I don’t agree that the reason “everyone” complains is because people are tied to a clock. Most of us are always going to be tied to some sort of clock. Most people who complain about the time changes are complaining about the change itself - they don’t want to get rid of clocks , they just don’t want to change them twice a year. A lot of people don’t even care if we stay on standard time or DST , just as long as it doesn’t change. Your idea is the equivalent of changing the clock every single day - it’s changing the time businesses and schools open and close and what times people work but it’s effectively no different that decreeing that sunrise = 6 am and changing the clock every day by a minute or two. Or actually twice a day, because sunset will also change.

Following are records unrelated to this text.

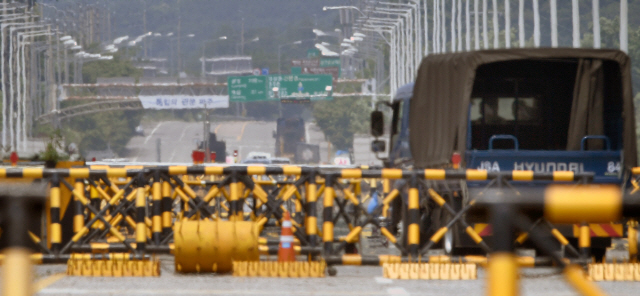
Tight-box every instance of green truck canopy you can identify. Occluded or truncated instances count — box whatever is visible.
[409,48,637,168]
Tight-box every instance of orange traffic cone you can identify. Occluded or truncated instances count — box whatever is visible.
[278,212,296,262]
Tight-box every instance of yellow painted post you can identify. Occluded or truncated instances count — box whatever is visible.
[136,184,147,253]
[305,175,318,247]
[151,176,162,245]
[162,181,173,236]
[322,176,336,256]
[89,185,102,228]
[73,179,84,235]
[578,223,591,257]
[2,247,33,296]
[627,220,638,262]
[229,176,243,221]
[407,186,420,258]
[487,252,518,296]
[50,175,62,254]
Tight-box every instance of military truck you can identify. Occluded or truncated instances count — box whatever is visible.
[273,117,305,159]
[371,49,637,256]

I think the difference lies in the fact that jet lag involves flying between time zones, whereas social jet lag is about changing sleeping and waking patterns and work, social life, and school within the same time zone. time zone.
It takes most of us 5-7 days to adjust our sleeping and waking patterns. I’m sure some people take less time. When I was teaching, students were tired and more irritable through the Friday following the time change to DST. They were generally better the next week.
I disagree, in both cases your clock has changed by an hour, whether that’s because you moved or you stayed in the same place & the clock moved. If ‘social jet lag’ is a thing that means there a psychosomatic component to it.
I don’t understand why this is not the answer for everyone. I think the vast majority wants to have one time and never have to change our clocks. If you can remember back in time, you might remember that one of our presidents did argue for year round DST and it was a total failure as everyone hated going to work or school in the PITCH DARK for several weeks. And since it is pretty clear that it’s healthier for us to use standard time, why the heck don’t we do that?